Ashley followed up that study with another looking specifically at killer tornadoes. The new study found that only 27 percent of all tornadoes in the United States occurred at night, but 39 percent of all tornado fatalities and 42 percent of killer tornado events happened at night.
Ashley and two other NIU researchers determined that nighttime tornadoes - those occurring between midnight and sunrise - are 2.5 times more likely to take lives than daytime twisters.
Unfortunately, the statistics also show that 45.8 percent of Tennessee's tornadoes between 1950 and 2005 occurred at night. That's the highest percentage in the nation.
Arkansas is second with 42.5 percent; Kentucky, third with 41.5 percent; and Mississippi, fourth with 39.6 percent.
Nighttime tornadoes, obviously, are more dangerous because most people are asleep and less likely to take cover. But, the NIU study also attributed the public's increased vulnerability to the fact that:
* Tornadoes are difficult to see at night, even by trained spotters.
* People are more likely to be in houses, mobile homes or manufactured homes that have not been built to withstand tornado-force winds.
* Warning sirens, which are designed to notify persons outdoors, may not be heard by persons who've turned in for the night.
"Because most people go to bed after the late-evening news, they are sleeping and unaware of televised weather alerts," Ashley said in the press release. "And warning sirens give us a false sense of security. They're not designed for warning people who are already indoors."
The study also found the cool and spring-transition seasons from November to April have the highest nocturnal fatality rates, despite having relatively few tornado events, the press release said. Daylight hours are at a minimum during these months. Also, persons may be caught off-guard by storms occurring before the national severe storm season peaks in May and June.
"Nocturnal tornadoes are dangerous anywhere, but the danger is enhanced in the South," Ashley said. "There are more nocturnal events in the South than in the Great Plains. And the mobile-home density is much greater n the South as well. It's a combination of factors."
Richard Okulski, warning coordination meteorologist for the National Weather Service in Memphis, agreed.

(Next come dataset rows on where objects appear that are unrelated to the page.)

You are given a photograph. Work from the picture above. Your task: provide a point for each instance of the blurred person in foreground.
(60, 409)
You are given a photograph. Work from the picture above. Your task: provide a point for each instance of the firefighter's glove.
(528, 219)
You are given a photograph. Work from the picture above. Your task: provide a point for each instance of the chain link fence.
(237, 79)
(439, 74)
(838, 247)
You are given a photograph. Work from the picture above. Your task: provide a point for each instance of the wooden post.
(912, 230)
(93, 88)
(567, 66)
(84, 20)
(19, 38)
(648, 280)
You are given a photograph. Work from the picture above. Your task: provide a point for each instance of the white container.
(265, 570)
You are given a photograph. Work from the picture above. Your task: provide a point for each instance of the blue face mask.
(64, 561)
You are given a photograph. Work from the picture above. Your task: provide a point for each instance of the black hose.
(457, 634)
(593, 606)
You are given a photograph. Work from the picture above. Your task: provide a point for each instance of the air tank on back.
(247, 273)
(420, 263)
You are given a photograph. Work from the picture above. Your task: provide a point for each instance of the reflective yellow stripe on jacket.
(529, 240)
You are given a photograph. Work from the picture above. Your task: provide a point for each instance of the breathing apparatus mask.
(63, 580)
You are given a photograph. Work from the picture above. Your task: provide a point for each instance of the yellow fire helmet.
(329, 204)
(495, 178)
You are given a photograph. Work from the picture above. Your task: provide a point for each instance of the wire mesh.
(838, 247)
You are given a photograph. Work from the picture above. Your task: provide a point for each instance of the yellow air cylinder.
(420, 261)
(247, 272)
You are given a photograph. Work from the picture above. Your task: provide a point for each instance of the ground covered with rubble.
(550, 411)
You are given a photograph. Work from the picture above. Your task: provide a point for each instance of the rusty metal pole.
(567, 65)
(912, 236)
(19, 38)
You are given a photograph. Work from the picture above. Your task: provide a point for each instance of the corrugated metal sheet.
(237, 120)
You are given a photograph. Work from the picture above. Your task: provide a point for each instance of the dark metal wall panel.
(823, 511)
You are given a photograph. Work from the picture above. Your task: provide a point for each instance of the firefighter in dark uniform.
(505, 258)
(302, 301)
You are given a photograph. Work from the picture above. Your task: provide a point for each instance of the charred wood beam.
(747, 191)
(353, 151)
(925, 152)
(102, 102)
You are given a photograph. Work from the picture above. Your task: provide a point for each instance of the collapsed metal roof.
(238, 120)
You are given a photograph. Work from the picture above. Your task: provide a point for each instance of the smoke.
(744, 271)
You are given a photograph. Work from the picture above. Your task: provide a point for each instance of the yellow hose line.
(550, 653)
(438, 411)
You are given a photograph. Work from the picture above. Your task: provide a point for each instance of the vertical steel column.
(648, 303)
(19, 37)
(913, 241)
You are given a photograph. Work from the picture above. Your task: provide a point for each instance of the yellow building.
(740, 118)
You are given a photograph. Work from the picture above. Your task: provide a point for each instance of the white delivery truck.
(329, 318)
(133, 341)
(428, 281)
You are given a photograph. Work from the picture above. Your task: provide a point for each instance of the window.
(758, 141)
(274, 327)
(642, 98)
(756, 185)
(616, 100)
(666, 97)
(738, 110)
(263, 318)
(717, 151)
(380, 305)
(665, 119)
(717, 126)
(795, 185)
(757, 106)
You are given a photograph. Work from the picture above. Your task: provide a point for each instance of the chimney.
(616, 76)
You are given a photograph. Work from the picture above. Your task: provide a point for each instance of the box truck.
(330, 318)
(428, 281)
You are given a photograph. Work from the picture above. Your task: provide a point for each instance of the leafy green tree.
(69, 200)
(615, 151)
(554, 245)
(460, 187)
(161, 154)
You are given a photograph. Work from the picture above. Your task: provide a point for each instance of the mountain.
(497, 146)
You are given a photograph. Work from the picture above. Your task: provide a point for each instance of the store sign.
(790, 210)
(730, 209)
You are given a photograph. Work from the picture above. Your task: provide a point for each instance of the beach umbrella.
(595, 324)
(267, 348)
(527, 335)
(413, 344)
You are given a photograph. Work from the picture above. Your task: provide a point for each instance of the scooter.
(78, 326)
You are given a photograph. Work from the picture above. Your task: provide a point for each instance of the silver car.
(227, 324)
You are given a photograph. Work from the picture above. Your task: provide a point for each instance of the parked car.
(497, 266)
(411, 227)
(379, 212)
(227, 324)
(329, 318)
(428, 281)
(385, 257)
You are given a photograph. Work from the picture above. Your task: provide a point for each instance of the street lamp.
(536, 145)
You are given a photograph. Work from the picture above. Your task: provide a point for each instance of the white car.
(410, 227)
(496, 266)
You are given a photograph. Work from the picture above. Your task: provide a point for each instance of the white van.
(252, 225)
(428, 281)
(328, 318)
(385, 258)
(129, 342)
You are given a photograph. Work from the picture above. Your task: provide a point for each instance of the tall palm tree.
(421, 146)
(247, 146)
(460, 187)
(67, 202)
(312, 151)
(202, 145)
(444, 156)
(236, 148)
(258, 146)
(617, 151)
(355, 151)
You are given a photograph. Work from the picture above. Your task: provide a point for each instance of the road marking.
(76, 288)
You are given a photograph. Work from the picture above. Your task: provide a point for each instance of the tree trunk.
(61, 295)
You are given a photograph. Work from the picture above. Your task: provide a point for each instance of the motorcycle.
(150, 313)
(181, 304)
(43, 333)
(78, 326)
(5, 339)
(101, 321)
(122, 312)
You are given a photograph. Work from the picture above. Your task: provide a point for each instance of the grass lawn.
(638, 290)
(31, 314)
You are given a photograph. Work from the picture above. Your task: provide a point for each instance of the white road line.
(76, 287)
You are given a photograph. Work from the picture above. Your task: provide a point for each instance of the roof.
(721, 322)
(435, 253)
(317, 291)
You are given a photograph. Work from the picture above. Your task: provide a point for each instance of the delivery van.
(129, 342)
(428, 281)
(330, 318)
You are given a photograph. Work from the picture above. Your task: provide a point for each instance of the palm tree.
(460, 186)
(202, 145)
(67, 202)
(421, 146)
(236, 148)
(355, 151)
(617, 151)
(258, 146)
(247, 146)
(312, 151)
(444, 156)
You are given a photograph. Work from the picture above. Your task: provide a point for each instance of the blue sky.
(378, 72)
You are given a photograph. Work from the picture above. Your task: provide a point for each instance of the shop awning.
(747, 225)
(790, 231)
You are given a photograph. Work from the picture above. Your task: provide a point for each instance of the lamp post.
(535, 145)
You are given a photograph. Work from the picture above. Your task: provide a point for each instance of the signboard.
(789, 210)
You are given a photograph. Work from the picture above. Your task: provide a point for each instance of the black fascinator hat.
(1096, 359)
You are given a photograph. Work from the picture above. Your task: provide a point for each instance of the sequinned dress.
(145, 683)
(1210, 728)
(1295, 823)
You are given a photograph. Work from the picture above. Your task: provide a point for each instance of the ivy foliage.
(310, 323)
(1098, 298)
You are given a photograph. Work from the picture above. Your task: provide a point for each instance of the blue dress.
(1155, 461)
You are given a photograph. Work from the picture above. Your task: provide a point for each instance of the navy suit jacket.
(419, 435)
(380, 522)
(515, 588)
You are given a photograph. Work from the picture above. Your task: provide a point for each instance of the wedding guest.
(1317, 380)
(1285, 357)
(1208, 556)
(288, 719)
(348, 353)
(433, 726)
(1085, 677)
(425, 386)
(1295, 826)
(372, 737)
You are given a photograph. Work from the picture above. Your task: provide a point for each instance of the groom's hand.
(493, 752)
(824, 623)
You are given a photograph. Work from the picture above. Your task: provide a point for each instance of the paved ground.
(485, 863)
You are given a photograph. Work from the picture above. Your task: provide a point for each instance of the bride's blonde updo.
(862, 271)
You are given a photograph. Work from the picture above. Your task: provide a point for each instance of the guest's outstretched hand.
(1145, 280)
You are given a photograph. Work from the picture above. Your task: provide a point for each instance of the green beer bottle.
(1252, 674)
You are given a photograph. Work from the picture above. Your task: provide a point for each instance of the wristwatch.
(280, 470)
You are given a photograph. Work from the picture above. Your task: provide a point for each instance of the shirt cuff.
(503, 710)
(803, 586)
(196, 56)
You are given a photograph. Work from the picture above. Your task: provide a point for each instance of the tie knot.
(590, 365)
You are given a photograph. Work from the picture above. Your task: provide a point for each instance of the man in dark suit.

"There is an area from western Kentucky to northern Mississippi which is quite vulnerable to tornadoes," he said. "The area has been dubbed 'Dixie Alley.' This area has a longer severe weather season (November to May) and nocturnal tornadoes (10 p.m. to 6 a.m.) are common."
In addition to the factors Ashley noted, Okulski said many homes in this area do not have basements or safe rooms to protect occupants.
"We looked at tornado-related deaths from 1997 to 2006," Okulski said. "(Weather Forecast Office) Memphis' four-state service area (northeast Arkansas, Missouri Bootheel, western Tennessee and northern Mississippi) had the highest number (around 70) during that time period."
The increased risk of deadly twisters in the Mid-South is something Dyer County Emergency Management Director James Medling wants residents to understand. It's important to be prepared for storms.
Medling and Ashley, the meteorologist, both advocate for increased usage of NOAA weather radios. Some models come with alarms that sound when severe weather watches and warnings are issued for specific areas.
During Severe Weather Awareness Week, Medling asked schools, the hospital and nursing homes to hold tornado drills. He conducted tests of the Dyersburg tornado warning sirens, emergency generators and radios and paging equipment.